People: We praise God for all the people, past and present, who demonstrate God’s love and compassion.
Leader: We praise God for all God has done for the world!
People: We praise God for all the ways God’s presence has been made known to us.
Leader: We praise God for all God’s ways of justice and mercy, righteousness and peace.
People: We praise God knowing that we are human, that we have faults and shortcomings, and that God can use us to bring about God’s reign on earth.
Leader: Come, let us enter this time of worship, knowing our Creator is ever-present with us.
People: We come to praise and pray, knowing that Christ continues to lead us. Amen.
Prayer of Confession:
Loving Jesus, we know we aren’t perfect and that we aren’t expected to be. Forgive us, however, when we make our imperfections an excuse. When we believe we’re not good enough. When we think we can’t do it. Forgive us when we allow our shortcomings to overwhelm us, or give us a way to cop out. Call us back into Your ways. Remind us that You called the disciples, an imperfect group of people, to do great things, and so You call us. Forgive us when we stick our fingers in our ears and don’t want to listen, don’t want to believe it, don’t want to trust that You have called us to share Your good news in the world. Forgive us for our foolish ways, and call us back to Your way. In Your name we pray. Amen.
Assurance of Pardon:
If Jesus called a betrayer, a denier, a doubter, a rabble-rouser, a tax collector, and many other imperfect people into his fold, Jesus certainly has called You. You are forgiven. You are loved. You are called Christ’s friends, brothers and sisters in the world. Receive the Good News, and go forth to share it. Amen.

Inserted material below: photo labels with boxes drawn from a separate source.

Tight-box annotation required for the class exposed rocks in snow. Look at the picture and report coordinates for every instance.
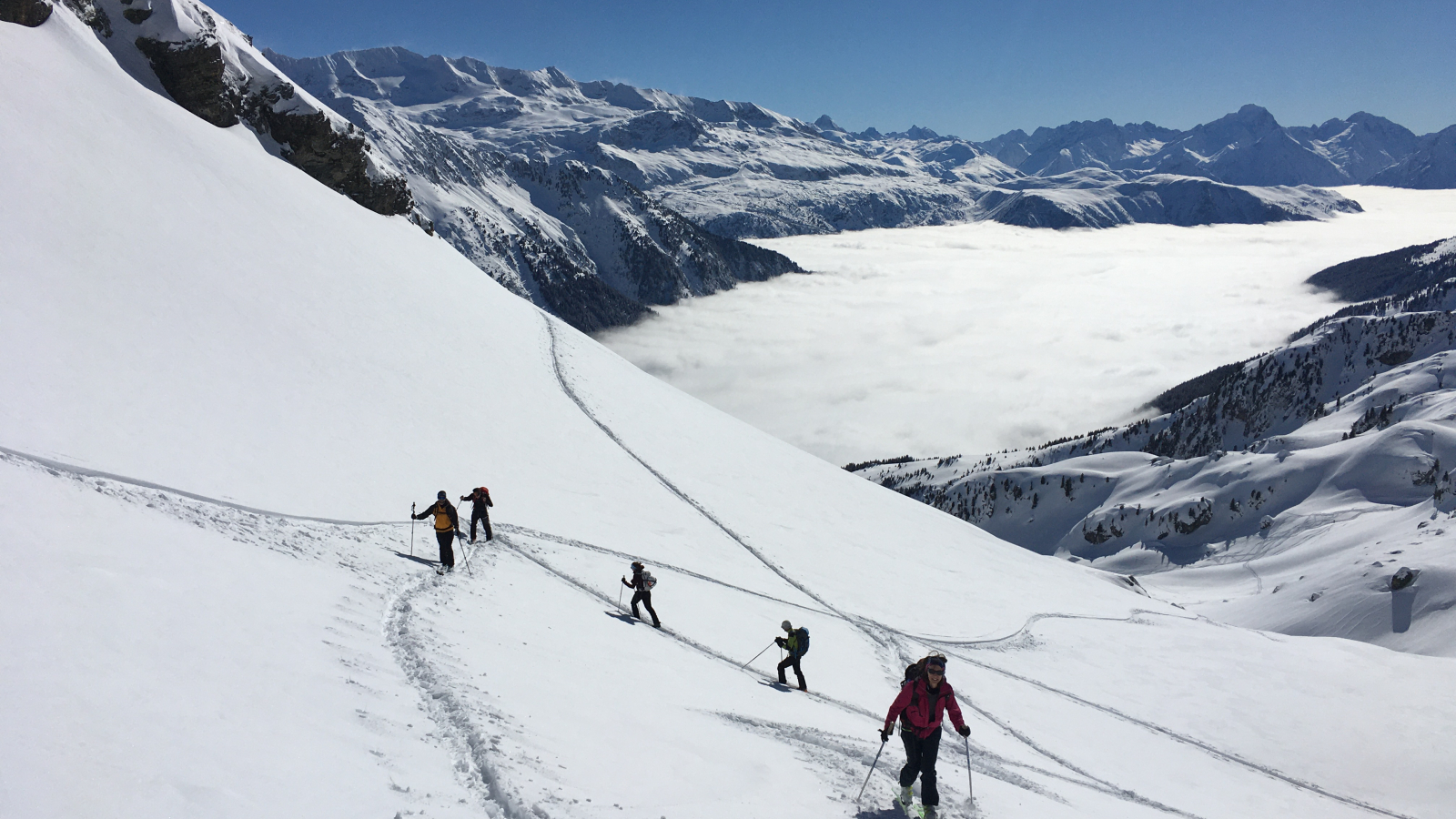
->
[36,0,422,221]
[0,0,51,27]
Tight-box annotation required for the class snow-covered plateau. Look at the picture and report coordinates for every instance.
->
[267,46,1360,331]
[0,5,1456,819]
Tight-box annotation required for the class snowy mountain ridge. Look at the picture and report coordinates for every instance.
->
[980,105,1456,188]
[258,46,1359,329]
[0,9,1456,819]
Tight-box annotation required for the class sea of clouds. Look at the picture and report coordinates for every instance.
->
[600,187,1456,463]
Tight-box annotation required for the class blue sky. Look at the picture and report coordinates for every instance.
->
[211,0,1456,140]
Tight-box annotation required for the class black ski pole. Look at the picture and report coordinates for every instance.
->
[963,734,976,809]
[456,529,475,577]
[738,642,776,669]
[854,739,890,804]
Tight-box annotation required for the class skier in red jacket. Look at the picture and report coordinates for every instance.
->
[879,654,971,819]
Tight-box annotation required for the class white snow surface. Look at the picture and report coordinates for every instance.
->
[0,13,1456,819]
[599,187,1456,463]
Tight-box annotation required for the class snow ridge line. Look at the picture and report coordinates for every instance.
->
[383,572,537,819]
[0,446,403,526]
[497,523,828,615]
[495,536,1095,804]
[932,643,1417,819]
[541,313,890,649]
[715,711,1066,804]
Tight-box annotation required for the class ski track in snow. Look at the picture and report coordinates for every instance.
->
[384,571,536,819]
[541,313,1211,816]
[541,313,1415,819]
[0,420,1415,819]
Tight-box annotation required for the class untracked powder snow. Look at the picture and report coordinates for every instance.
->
[599,187,1456,463]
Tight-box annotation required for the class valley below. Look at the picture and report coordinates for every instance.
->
[599,187,1456,463]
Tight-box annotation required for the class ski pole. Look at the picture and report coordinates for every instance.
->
[854,739,890,804]
[963,736,976,807]
[456,532,475,577]
[738,642,774,669]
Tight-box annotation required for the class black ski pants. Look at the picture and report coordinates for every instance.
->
[900,726,941,804]
[632,589,662,625]
[779,654,808,691]
[435,532,454,569]
[470,506,495,543]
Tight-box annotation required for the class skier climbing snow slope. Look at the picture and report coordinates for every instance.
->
[0,7,1456,819]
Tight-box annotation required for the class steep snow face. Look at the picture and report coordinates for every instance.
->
[76,0,413,214]
[0,15,1456,819]
[1370,126,1456,189]
[269,48,1357,255]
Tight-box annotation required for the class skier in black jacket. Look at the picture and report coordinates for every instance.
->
[460,487,495,543]
[622,561,662,628]
[415,490,464,571]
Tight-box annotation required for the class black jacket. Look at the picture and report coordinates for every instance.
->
[622,569,651,592]
[460,487,495,513]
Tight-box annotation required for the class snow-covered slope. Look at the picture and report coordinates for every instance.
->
[0,7,1456,819]
[859,279,1456,656]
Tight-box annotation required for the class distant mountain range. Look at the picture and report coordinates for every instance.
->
[19,0,1456,331]
[977,105,1456,188]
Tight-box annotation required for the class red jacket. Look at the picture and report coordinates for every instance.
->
[885,678,966,739]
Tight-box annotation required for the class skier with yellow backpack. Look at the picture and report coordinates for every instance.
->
[413,490,464,574]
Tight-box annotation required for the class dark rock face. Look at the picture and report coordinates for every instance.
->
[128,35,415,216]
[0,0,51,27]
[136,36,242,128]
[245,93,415,216]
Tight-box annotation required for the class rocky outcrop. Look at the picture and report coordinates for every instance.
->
[243,85,415,216]
[1370,126,1456,189]
[136,36,243,128]
[0,0,51,27]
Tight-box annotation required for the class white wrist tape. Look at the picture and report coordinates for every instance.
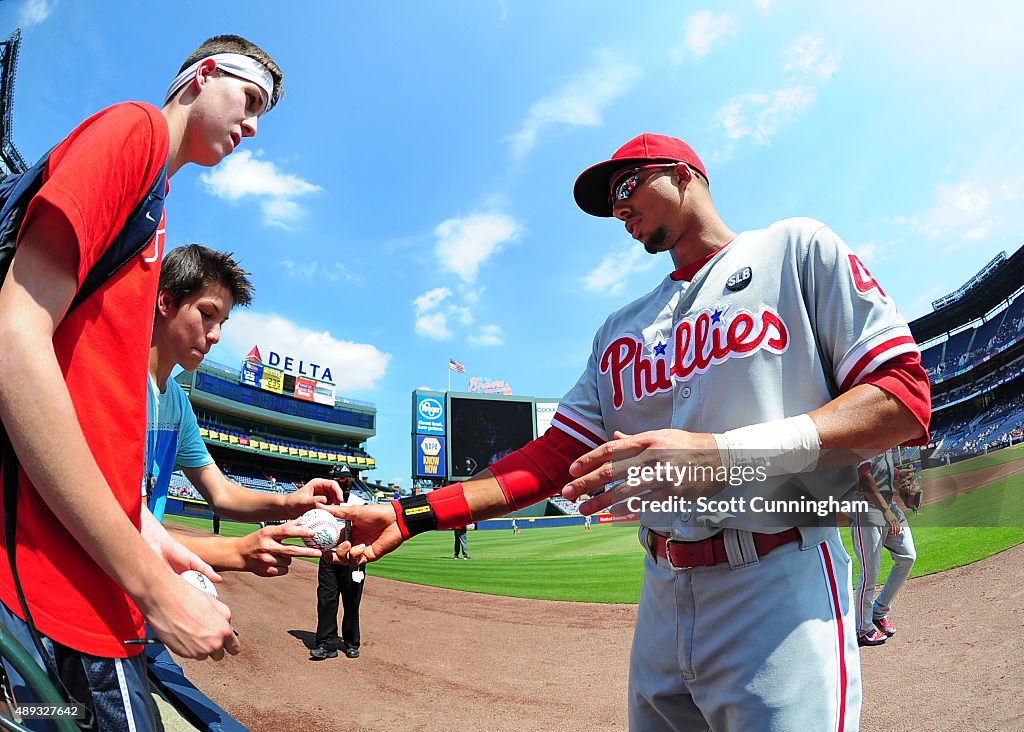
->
[713,415,821,475]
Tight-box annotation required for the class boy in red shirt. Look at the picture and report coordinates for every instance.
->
[0,36,284,729]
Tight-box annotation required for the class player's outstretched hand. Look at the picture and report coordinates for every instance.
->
[239,521,321,577]
[134,571,241,660]
[322,503,403,566]
[562,429,722,515]
[285,478,345,518]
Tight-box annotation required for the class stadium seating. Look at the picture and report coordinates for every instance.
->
[193,422,377,470]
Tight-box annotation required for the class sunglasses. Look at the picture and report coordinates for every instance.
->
[609,163,679,206]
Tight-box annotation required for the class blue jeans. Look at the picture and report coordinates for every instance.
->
[0,602,159,732]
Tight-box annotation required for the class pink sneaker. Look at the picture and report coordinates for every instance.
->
[874,615,896,638]
[857,629,889,646]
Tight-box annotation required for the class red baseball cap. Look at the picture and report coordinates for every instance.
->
[572,132,708,216]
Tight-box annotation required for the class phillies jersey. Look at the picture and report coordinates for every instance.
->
[552,218,918,541]
[850,449,905,528]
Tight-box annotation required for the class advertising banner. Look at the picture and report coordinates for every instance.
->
[295,376,316,401]
[416,435,444,478]
[313,381,335,406]
[535,401,558,437]
[416,394,444,435]
[260,367,285,394]
[594,513,640,523]
[467,376,512,396]
[239,361,263,389]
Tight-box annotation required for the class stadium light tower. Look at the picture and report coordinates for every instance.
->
[0,28,29,178]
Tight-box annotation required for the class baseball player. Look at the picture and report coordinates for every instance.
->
[331,133,930,732]
[850,450,918,646]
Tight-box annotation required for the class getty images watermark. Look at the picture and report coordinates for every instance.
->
[625,462,869,518]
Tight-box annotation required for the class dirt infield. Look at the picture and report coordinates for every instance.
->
[172,463,1024,732]
[921,460,1024,506]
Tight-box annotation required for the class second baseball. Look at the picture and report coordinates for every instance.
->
[179,569,217,598]
[299,509,345,552]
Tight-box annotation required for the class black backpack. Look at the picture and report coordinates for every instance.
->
[0,150,167,724]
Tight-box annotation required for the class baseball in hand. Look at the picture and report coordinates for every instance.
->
[181,569,217,598]
[299,509,345,552]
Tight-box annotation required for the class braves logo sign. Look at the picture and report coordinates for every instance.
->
[600,306,790,410]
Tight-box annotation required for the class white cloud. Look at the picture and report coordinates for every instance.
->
[506,50,640,162]
[413,288,465,341]
[783,34,839,79]
[214,310,391,396]
[713,35,839,153]
[893,180,995,241]
[671,10,736,61]
[416,312,452,341]
[853,242,882,264]
[583,242,657,295]
[469,325,505,346]
[280,259,358,283]
[413,288,452,312]
[200,150,322,229]
[17,0,56,28]
[434,214,522,283]
[718,85,817,144]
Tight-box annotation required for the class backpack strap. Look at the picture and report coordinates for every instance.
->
[68,164,167,311]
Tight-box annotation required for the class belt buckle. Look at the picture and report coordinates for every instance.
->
[665,536,695,572]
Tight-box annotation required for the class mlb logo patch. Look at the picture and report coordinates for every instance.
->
[725,267,754,292]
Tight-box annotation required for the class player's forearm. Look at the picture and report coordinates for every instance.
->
[170,530,246,572]
[462,470,509,521]
[194,465,293,521]
[0,331,164,600]
[810,384,921,469]
[860,475,889,513]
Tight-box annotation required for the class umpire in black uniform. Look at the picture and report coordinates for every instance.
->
[309,466,365,660]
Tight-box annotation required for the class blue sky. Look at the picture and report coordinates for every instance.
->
[0,0,1024,486]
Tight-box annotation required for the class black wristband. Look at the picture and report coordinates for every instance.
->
[398,493,437,536]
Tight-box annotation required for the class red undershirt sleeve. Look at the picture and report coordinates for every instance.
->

Mystery of Mysteries, we seek Your presence in our lives, knowing You are always near. We ask that You make Your presence known to us in new ways, that we might deepen our relationship with You. Call us away from the ways of the world and into Your ways. We seek Your will in our lives, in the ways of the world, but all too often we want that to be our way. Call us away from temptation, out of the noise of the world around us, and into the still, soft, silence that You encompass. Fill us and mold us, calling us into the new life promised by Your Son, Jesus the Christ. We pray all things in Christ’s name. Amen.